Old Problems and New Possibilities

In preparation of Prime Minister Erdogan's visit to Greece, Turkish Foreign Ministry undersecretary Feridun Sinirlioglu is in Athens this week working out just how much progress can be made in bilateral relations between the two countries. Both NATO members, Greece and Turkey have for years spent huge sums of money on weapons, most of it going to Western weapons contractors. The sums are particularly burdensome for Greece, which has a small population and a GDP far below that of Turkey, prompting Greek citizens to pay a considerably larger amount in defense spending per capita than Turks. The financial crisis has presented an opportunity to reach a new stage in relations, and hopefully, scale back this spending. However, domestic problems and old prejudices in both countries and Turkey's lagging accession process play a spoiling role -- much to the benefit of weapons contractors. From Today's Zaman:

Greece, the country with the highest military expenditure to gross domestic product (GDP) ratio in Europe, has in a sense become a victim of its arms race with Turkey. In 2000 Turkey devoted $16.4 billion to its military spending, while that figure was $8.7 billion for Greece in the same year. In 2003 Turkey's military spending stood at $13.4 billion, compared to $8.5 million in Greece. Per capita defense spending in Turkey was around $164 on average in the 2000s, while this number never went below $709 in Greece.

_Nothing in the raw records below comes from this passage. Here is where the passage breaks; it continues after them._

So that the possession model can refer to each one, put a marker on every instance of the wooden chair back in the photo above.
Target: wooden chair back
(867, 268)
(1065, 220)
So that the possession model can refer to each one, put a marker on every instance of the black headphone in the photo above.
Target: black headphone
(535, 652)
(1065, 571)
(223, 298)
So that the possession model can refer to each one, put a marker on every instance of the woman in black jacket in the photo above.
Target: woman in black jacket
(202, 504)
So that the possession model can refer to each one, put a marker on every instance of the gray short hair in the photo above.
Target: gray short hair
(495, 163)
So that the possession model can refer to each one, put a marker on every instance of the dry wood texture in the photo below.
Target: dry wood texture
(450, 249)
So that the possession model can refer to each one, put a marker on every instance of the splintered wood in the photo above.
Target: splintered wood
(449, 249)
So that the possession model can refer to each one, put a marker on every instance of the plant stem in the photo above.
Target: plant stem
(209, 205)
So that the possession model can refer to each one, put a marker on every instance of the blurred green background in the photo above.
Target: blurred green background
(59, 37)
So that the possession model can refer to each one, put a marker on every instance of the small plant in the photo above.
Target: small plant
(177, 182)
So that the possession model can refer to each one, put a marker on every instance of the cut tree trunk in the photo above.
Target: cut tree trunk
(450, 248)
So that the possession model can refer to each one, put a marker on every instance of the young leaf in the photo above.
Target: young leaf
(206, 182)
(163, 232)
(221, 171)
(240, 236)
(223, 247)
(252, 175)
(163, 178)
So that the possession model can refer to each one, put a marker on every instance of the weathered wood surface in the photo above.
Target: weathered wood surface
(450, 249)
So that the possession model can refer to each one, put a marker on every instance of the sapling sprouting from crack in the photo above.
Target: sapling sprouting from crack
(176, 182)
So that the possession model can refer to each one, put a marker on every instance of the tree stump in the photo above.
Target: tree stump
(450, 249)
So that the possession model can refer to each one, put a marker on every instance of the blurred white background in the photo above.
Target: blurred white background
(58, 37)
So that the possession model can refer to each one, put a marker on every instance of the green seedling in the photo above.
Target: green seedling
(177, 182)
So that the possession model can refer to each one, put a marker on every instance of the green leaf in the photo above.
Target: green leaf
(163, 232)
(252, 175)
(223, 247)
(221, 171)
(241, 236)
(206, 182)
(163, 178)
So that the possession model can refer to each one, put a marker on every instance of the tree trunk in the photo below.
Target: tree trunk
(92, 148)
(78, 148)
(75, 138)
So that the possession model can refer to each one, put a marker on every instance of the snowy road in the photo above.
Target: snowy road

Turkey's military spending gradually declined and fell to $11.6 billion in 2008, while Greece's military expenditures consistently increased, reaching $9.7 billion in the same year. Speaking about Greece's military spending and its connection to the financial crisis, International Crisis Group (ICG) Turkey analyst Hugh Pope said reports of large German sales of armaments to both Turkey and Greece illustrate a phenomenon -- which he says is most likely just coincidental -- that the German policy of excluding Turkey from the EU has contributed to tensions between Turkey and Greece, from which the German arms industry has then profited.

“Although the January trip to Turkey by German Foreign Minister Guido Westerwelle has done much to improve the climate, past statements by German politicians have left the impression that Germany opposes Turkey's EU membership, which frustrates Turkey and feeds tensions between Turkey and Greece,” Pope stressed.

An additional paradox is that Germany is also doing its best to help Greece emerge from the financial crisis as its partner in the EU, while one of the contributing reasons for that crisis is the fact that Greece's per capita military spending is higher than the average of NATO member countries. According to Pope, fear of Turkey is one of the main reasons why Greece spends large amounts on its military.

According to the Deutschlandfunk radio station, Greece buys 31 percent of its arms from Germany. This is a high figure considering that Greece ranks fifth among arms buyers in the world.